Metrics in projective differential geometry: the geometry of solutions to the metrizability equation

TL;DR

This paper explores solutions to the metrizability equation in projective differential geometry, revealing how solutions stratify manifolds and generalize orbit decompositions, with implications for understanding projective compactifications.

Contribution

It extends the analysis of the metrizability equation beyond maximal rank solutions, showing stratification and geometric structures of solutions under generic conditions.

Findings

Solutions stratify the manifold by signature, generalizing Lie group orbit decompositions.

The strata have smooth structures with metrics that become singular at boundaries.

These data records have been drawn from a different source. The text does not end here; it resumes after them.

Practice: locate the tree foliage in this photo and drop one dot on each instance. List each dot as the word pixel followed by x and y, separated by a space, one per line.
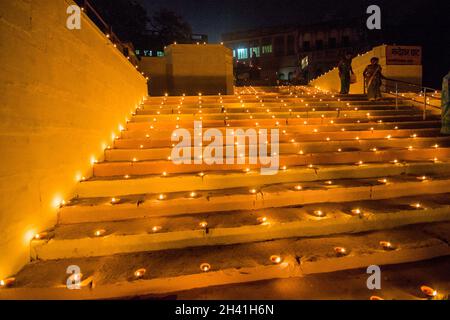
pixel 131 22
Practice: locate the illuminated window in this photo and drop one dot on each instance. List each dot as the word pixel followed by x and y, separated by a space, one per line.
pixel 255 50
pixel 242 53
pixel 267 49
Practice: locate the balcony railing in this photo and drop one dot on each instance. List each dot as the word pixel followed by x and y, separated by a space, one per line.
pixel 126 49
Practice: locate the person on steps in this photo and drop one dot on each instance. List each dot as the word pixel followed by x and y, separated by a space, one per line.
pixel 345 73
pixel 373 76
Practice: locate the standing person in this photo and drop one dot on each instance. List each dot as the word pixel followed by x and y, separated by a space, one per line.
pixel 446 105
pixel 372 77
pixel 345 72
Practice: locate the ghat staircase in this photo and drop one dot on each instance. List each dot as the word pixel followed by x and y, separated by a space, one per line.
pixel 360 183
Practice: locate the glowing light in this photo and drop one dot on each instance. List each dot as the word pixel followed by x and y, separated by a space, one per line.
pixel 140 273
pixel 262 220
pixel 386 245
pixel 276 259
pixel 162 197
pixel 340 251
pixel 6 283
pixel 40 236
pixel 428 291
pixel 100 232
pixel 319 213
pixel 193 195
pixel 205 267
pixel 156 229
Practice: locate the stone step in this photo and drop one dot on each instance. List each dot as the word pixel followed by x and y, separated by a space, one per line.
pixel 135 167
pixel 289 137
pixel 274 115
pixel 179 270
pixel 304 127
pixel 261 109
pixel 118 186
pixel 256 197
pixel 268 123
pixel 141 153
pixel 164 233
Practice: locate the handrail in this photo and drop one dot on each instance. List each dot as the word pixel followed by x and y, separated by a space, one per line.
pixel 411 84
pixel 423 90
pixel 93 14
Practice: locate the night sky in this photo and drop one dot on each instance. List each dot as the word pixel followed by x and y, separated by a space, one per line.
pixel 414 22
pixel 214 17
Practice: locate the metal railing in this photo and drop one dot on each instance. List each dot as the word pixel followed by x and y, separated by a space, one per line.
pixel 399 88
pixel 126 49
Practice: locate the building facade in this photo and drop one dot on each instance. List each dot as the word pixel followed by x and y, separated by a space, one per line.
pixel 298 53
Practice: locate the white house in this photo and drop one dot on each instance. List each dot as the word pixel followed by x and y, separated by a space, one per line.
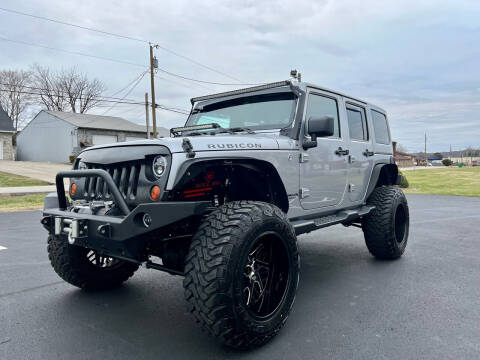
pixel 7 131
pixel 54 135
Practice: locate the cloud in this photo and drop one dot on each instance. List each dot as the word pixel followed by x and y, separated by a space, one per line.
pixel 416 59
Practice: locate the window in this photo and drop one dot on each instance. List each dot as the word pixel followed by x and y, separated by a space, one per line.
pixel 380 127
pixel 323 106
pixel 357 123
pixel 262 111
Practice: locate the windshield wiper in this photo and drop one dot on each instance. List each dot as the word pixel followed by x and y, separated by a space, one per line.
pixel 237 129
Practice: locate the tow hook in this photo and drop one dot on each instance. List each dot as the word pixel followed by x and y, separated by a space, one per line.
pixel 74 228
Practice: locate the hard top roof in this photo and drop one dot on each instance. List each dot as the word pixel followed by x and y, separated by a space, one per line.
pixel 294 84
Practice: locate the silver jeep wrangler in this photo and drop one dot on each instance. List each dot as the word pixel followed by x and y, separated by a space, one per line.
pixel 222 201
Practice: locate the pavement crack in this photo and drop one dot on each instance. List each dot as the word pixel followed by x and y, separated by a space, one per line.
pixel 30 289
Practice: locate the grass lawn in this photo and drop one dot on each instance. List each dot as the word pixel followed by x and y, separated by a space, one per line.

Results extend properties of normal BGG solutions to a broader class of solutions.

Abstract

Pseudo-Riemannian metrics with Levi-Civita connection in the projective class of a given torsion free affine connection can be obtained from (and are equivalent to) the maximal rank solutions of a certain overdetermined projectively invariant differential equation often called the metrizability equation. Dropping this rank assumption we study the solutions to this equation given less restrictive generic conditions on its prolonged system. In this setting we find that the solution stratifies the manifold according to the strict signature (pointwise) of the solution and does this in way that locally generalizes the stratification of a model, where the model is, in each case, a corresponding Lie group orbit decomposition of the sphere. Thus the solutions give curved generalizations of such embedded orbit structures. We describe the smooth nature of the strata and determine the geometries of each of the different strata types; this includes a metric on the open strata that becomes singular at the strata boundary, with the latter a type of projective infinity for the given metric. The approach reveals and exploits interesting highly non-linear relationships between different linear geometric partial differential equations. Apart from their direct significance, the results show that, for the metrizability equation, strong results arising for so-called normal BGG solutions, and the corresponding projective holonomy reduction, extend to a far wider class of solutions. The work also provides new results for the projective compactification of scalar-flat metrics.